Normalization shifter 908 may then shift the converted
sign-magnitude value based on the number of leading zeros
determined by counter 904. Block 906 may be configured to update
the exponent by incrementing Ex by (6-c), where "c" denotes the
number of leading zeros identified by counter 904.
[0081] Block 910 checks that the updated exponent is within the
allowed bounds. For single precision and BFLOAT16, the maximum
exponent is equal to 127 while the minimum exponent is equal to
-126 since both formats use 8 exponent bits. If the updated
exponent value is greater than 127, then normalization circuit 540
should return infinity. If the updated exponent value is less than
-126, then the normalization circuit 540 should return zero. The
overflow/underflow information may then be forwarded to block 912
for flushing the mantissas to all zeros if either overflow or
underflow occurs. Block 912 may also handle right zero padding to
make up for a total of 23 fraction bits for single precision.
[0082] Some of the more costly components in terms of ALM resource
usage within the hybrid dot-product circuitry 310 are the alignment
shifters such as alignment shifter block 740 within floating-point
adder of the type shown in FIG. 7B, alignment shifter 758 in the
first adder stage of the type shown in FIG. 7C, alignment shifter
758' in the second adder stage of the type shown in FIG. 7D,
alignment shifter 758'' in the third adder stage of the type shown
in FIG. 7E, and normalization shifter 908 in the normalization
circuit 540 of the type shown in FIG. 9. Thus, an efficient
implementation of these shifters is key for optimizing the
efficiency of the entire machine learning system.
[0083] FIG. 10A is a diagram of a conventional barrel shifter 1000
for shifting bits left. As shown in FIG. 10A, barrel shifter 1000
receives an 8-bit input A[0:7] and control bits S[0:1] for
controlling the amount of shifting performed. Barrel shifter 1000
includes: a first 4:1 multiplexer 1002-0 that receives A0 at its
"0" input while the remaining inputs receive "0"; a second 4:1
multiplexer 1002-1 that receives A1 at its "0" input, A0 at its "1"

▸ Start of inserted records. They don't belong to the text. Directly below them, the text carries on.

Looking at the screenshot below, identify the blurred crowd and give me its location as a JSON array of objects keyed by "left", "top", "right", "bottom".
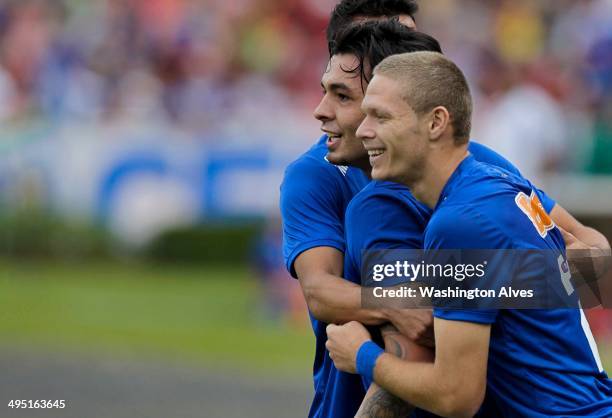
[{"left": 0, "top": 0, "right": 612, "bottom": 177}]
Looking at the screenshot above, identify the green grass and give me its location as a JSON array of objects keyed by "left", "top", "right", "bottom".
[
  {"left": 0, "top": 260, "right": 612, "bottom": 376},
  {"left": 0, "top": 260, "right": 314, "bottom": 374}
]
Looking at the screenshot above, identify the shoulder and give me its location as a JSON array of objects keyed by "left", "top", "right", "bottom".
[
  {"left": 346, "top": 181, "right": 431, "bottom": 221},
  {"left": 468, "top": 141, "right": 521, "bottom": 176},
  {"left": 281, "top": 140, "right": 342, "bottom": 198}
]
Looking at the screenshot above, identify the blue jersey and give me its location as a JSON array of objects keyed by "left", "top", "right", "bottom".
[
  {"left": 280, "top": 135, "right": 369, "bottom": 277},
  {"left": 280, "top": 135, "right": 369, "bottom": 418},
  {"left": 280, "top": 136, "right": 555, "bottom": 418},
  {"left": 424, "top": 156, "right": 612, "bottom": 418},
  {"left": 344, "top": 141, "right": 556, "bottom": 283}
]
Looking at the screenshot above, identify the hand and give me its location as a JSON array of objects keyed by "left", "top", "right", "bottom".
[
  {"left": 325, "top": 321, "right": 371, "bottom": 373},
  {"left": 385, "top": 309, "right": 435, "bottom": 348}
]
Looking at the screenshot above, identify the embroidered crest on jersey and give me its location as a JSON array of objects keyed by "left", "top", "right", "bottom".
[{"left": 514, "top": 190, "right": 555, "bottom": 238}]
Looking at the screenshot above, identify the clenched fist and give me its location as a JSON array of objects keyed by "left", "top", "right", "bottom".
[{"left": 325, "top": 321, "right": 371, "bottom": 373}]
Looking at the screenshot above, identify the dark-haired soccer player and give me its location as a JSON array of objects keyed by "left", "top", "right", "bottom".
[
  {"left": 281, "top": 0, "right": 608, "bottom": 417},
  {"left": 327, "top": 52, "right": 612, "bottom": 418}
]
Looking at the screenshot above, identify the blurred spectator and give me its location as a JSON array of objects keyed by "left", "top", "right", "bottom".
[
  {"left": 252, "top": 218, "right": 307, "bottom": 326},
  {"left": 0, "top": 0, "right": 612, "bottom": 176}
]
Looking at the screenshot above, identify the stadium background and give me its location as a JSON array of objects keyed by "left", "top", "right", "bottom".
[{"left": 0, "top": 0, "right": 612, "bottom": 417}]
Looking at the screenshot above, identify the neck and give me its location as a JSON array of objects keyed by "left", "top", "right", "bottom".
[
  {"left": 407, "top": 144, "right": 469, "bottom": 209},
  {"left": 351, "top": 157, "right": 372, "bottom": 180}
]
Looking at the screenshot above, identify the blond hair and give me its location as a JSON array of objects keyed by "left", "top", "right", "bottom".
[{"left": 374, "top": 51, "right": 472, "bottom": 144}]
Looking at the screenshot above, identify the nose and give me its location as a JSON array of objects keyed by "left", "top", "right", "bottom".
[
  {"left": 313, "top": 94, "right": 334, "bottom": 122},
  {"left": 355, "top": 116, "right": 376, "bottom": 143}
]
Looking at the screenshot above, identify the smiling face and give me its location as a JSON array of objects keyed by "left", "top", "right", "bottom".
[
  {"left": 314, "top": 54, "right": 369, "bottom": 169},
  {"left": 357, "top": 75, "right": 429, "bottom": 185}
]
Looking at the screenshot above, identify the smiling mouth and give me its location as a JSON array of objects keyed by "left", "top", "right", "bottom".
[
  {"left": 368, "top": 149, "right": 385, "bottom": 166},
  {"left": 327, "top": 133, "right": 342, "bottom": 151}
]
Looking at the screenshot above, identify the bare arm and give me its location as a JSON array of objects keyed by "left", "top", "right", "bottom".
[
  {"left": 550, "top": 204, "right": 610, "bottom": 251},
  {"left": 355, "top": 324, "right": 434, "bottom": 418},
  {"left": 327, "top": 318, "right": 491, "bottom": 417}
]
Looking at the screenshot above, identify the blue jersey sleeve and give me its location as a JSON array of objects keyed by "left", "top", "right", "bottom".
[
  {"left": 468, "top": 141, "right": 557, "bottom": 213},
  {"left": 280, "top": 159, "right": 344, "bottom": 278},
  {"left": 424, "top": 206, "right": 511, "bottom": 324},
  {"left": 345, "top": 187, "right": 430, "bottom": 283}
]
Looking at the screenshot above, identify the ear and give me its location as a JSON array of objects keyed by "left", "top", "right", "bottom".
[{"left": 427, "top": 106, "right": 450, "bottom": 141}]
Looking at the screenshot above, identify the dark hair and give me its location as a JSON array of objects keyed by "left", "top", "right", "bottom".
[
  {"left": 331, "top": 18, "right": 442, "bottom": 90},
  {"left": 327, "top": 0, "right": 419, "bottom": 56}
]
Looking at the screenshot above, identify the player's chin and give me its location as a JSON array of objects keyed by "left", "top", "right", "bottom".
[
  {"left": 326, "top": 150, "right": 348, "bottom": 165},
  {"left": 372, "top": 165, "right": 392, "bottom": 180}
]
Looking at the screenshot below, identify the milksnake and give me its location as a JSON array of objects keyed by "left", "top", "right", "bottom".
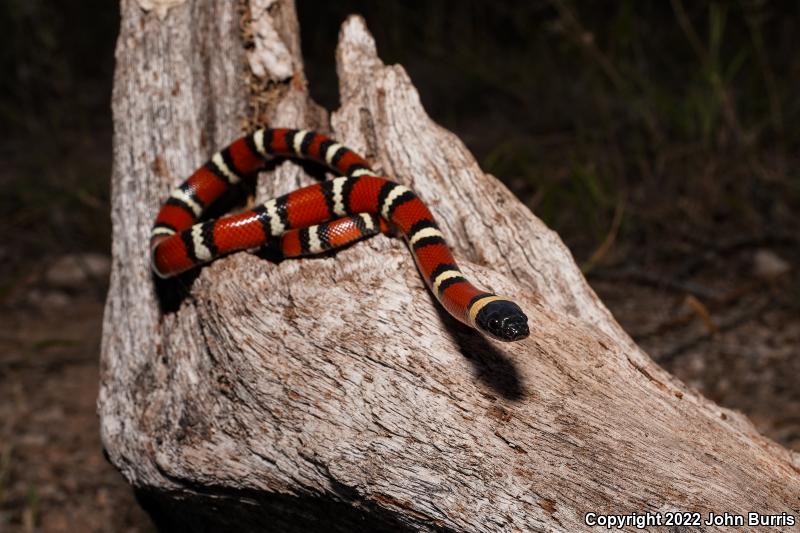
[{"left": 150, "top": 128, "right": 528, "bottom": 341}]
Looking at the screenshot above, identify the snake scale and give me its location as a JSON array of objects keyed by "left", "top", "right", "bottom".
[{"left": 150, "top": 128, "right": 529, "bottom": 341}]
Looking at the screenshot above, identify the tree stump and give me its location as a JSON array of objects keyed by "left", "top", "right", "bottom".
[{"left": 98, "top": 0, "right": 800, "bottom": 532}]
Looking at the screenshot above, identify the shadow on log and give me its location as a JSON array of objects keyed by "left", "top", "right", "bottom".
[{"left": 98, "top": 0, "right": 800, "bottom": 532}]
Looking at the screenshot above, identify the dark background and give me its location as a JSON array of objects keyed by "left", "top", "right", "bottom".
[{"left": 0, "top": 0, "right": 800, "bottom": 531}]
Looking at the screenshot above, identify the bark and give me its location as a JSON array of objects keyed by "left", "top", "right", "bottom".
[{"left": 98, "top": 0, "right": 800, "bottom": 532}]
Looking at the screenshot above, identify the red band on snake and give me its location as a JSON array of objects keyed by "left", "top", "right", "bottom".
[{"left": 150, "top": 128, "right": 528, "bottom": 341}]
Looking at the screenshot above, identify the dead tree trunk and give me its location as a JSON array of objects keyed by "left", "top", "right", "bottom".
[{"left": 99, "top": 0, "right": 800, "bottom": 531}]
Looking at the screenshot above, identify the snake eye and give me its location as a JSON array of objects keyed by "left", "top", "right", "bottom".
[{"left": 475, "top": 299, "right": 530, "bottom": 341}]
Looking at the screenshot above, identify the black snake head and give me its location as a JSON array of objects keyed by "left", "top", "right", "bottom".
[{"left": 475, "top": 300, "right": 530, "bottom": 342}]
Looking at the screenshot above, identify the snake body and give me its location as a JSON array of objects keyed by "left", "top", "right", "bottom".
[{"left": 150, "top": 128, "right": 529, "bottom": 341}]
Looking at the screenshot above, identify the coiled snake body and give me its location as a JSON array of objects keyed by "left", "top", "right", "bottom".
[{"left": 150, "top": 128, "right": 528, "bottom": 341}]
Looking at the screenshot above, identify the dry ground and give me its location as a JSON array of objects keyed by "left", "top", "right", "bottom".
[{"left": 0, "top": 242, "right": 800, "bottom": 532}]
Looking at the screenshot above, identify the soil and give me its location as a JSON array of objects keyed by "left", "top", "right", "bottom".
[{"left": 0, "top": 239, "right": 800, "bottom": 532}]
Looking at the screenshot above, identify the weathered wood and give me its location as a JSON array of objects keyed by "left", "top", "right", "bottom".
[{"left": 98, "top": 0, "right": 800, "bottom": 532}]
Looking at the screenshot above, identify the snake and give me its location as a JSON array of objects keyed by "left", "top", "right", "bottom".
[{"left": 150, "top": 128, "right": 529, "bottom": 341}]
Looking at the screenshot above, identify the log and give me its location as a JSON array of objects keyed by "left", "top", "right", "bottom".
[{"left": 98, "top": 0, "right": 800, "bottom": 532}]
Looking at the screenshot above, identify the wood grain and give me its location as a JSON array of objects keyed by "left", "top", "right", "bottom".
[{"left": 98, "top": 0, "right": 800, "bottom": 532}]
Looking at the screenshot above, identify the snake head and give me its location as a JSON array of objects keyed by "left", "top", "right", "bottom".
[{"left": 475, "top": 300, "right": 530, "bottom": 342}]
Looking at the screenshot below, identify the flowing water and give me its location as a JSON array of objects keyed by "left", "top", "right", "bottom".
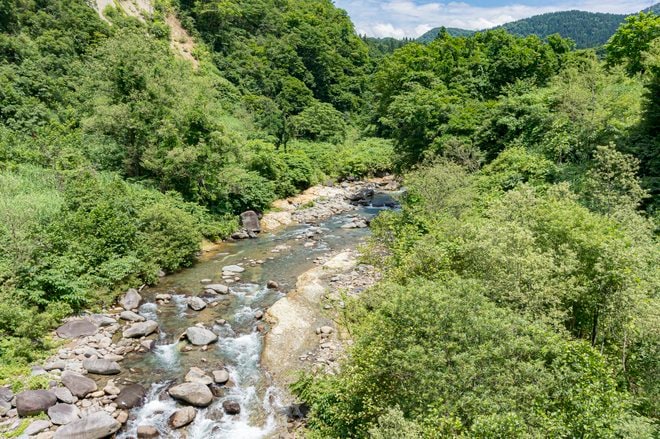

input, and zeros at the remaining inputs; a third 4:1 multiplexer
1002-2 that receives A2 at its "0" input, A1 at its "1" input, A0
at its "2" input, and zero at its "3" input; a fourth 4:1
multiplexer 1002-3 that receives A3 at its "0" input, A2 at its "1"
input, A1 at its "2" input, and A0 at its "3" input; a fifth 4:1
multiplexer 1002-4 that receives A4 at its "0" input, A3 at its "1"
input, A2 at its "2" input, and A1 at its "3" input; a sixth 4:1
multiplexer 1002-5 that receives A5 at its "0" input, A4 at its "1"
input, A3 at its "2" input, and A2 at its "3" input; a seventh 4:1
multiplexer 1002-6 that receives A6 at its "0" input, A5 at its "1"
input, A4 at its "2" input, and A3 at its "3" input; and an eighth
4:1 multiplexer 1002-7 that receives A7 at its "0" input, A6 at its
"1" input, A5 at its "2" input, and A4 at its "3" input.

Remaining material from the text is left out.